Intervention period growth versus control period growth on the PPVT

The T3 phase of this study was, in fact, a delayed post-testing trial for group A. Because group A participants had completed the intervention roughly 6 weeks earlier, the T3 phase allowed for an examination of any enduring effects of the intervention. On the raw scores of the PPVT, group A students made statistically significant growth following the intervention, t(19) = .307, < .01. This suggests that group A’s participation in the intervention may have accelerated their general vocabulary development following the intervention, although the small sample size and the small effect size (d = .18) would heed against any such conclusion. However, group B showed no significant growth at T2 or T3 on the PPVT, suggesting that the fact that both groups took the same form of the PPVT at all three testing phases was not the cause of group A’s growth.

Additional mediating factors on vocabulary growth

A series of analyses of variance examined if other factors, such as first language or intervention attendance rates, influenced students’ response to the intervention. First, an ANOVA revealed that children’s response to the intervention, as measured by their MAV scores, did not vary as a function of their home languages. Similarly, an ANOVA on days of attendance, which was recoded into three variables (6–10 days, 11–14 days, and 15–20 days), showed that attendance was not related to growth in the intervention, F(2,34) < 1, ns.

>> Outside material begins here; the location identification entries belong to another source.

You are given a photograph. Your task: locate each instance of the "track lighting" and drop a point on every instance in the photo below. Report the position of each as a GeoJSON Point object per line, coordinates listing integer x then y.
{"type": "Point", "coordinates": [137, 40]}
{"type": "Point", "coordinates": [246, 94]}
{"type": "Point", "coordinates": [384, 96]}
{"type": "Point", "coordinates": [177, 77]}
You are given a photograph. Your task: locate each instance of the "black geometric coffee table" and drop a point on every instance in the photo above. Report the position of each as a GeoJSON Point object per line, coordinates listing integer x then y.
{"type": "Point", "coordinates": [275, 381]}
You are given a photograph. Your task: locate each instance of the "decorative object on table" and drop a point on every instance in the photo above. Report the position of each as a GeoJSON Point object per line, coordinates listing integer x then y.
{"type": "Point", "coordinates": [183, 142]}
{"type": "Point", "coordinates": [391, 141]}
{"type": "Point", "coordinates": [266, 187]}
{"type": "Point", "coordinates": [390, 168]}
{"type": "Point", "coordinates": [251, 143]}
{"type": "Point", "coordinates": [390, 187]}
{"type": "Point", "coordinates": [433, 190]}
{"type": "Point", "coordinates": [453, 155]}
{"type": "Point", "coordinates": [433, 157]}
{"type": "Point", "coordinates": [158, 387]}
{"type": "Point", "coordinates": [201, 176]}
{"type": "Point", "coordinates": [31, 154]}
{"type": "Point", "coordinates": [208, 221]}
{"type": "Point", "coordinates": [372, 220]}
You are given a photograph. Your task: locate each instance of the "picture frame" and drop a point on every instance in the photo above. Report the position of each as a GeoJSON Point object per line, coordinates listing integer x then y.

The absence of attendance effects may reflect the limited duration of the study as a whole, and the high attendance rates of the students. Indeed, of the 37 students, 31 students attended Language Workshop at least 15 out of 20 days.

To what extent do language skills in English mediate middle school English learners’ vocabulary growth in a vocabulary development intervention?

To answer the second research question, ANOVA, Pearson product moment correlations, and multiple regression models were used. Students’ growth during the intervention differed as a function of their English proficiency, as indicated by an ANOVA on students’ California English Language Development Tests (CELDT) levels. Growth on the MAV during the intervention increased with each of the five successive CELDT levels, from basic to advanced, F(4,32) = 4.16, < .01, partial η 2 = .34. These statistically and practically significant differences were limited to growth during the intervention periods; growth during the control periods showed different patterns for both variables, but those differences were not statistically significant. Next, the Pearson correlations for age, CELDT level, and all T1 phase raw scores were determined. Table 5 presents these results.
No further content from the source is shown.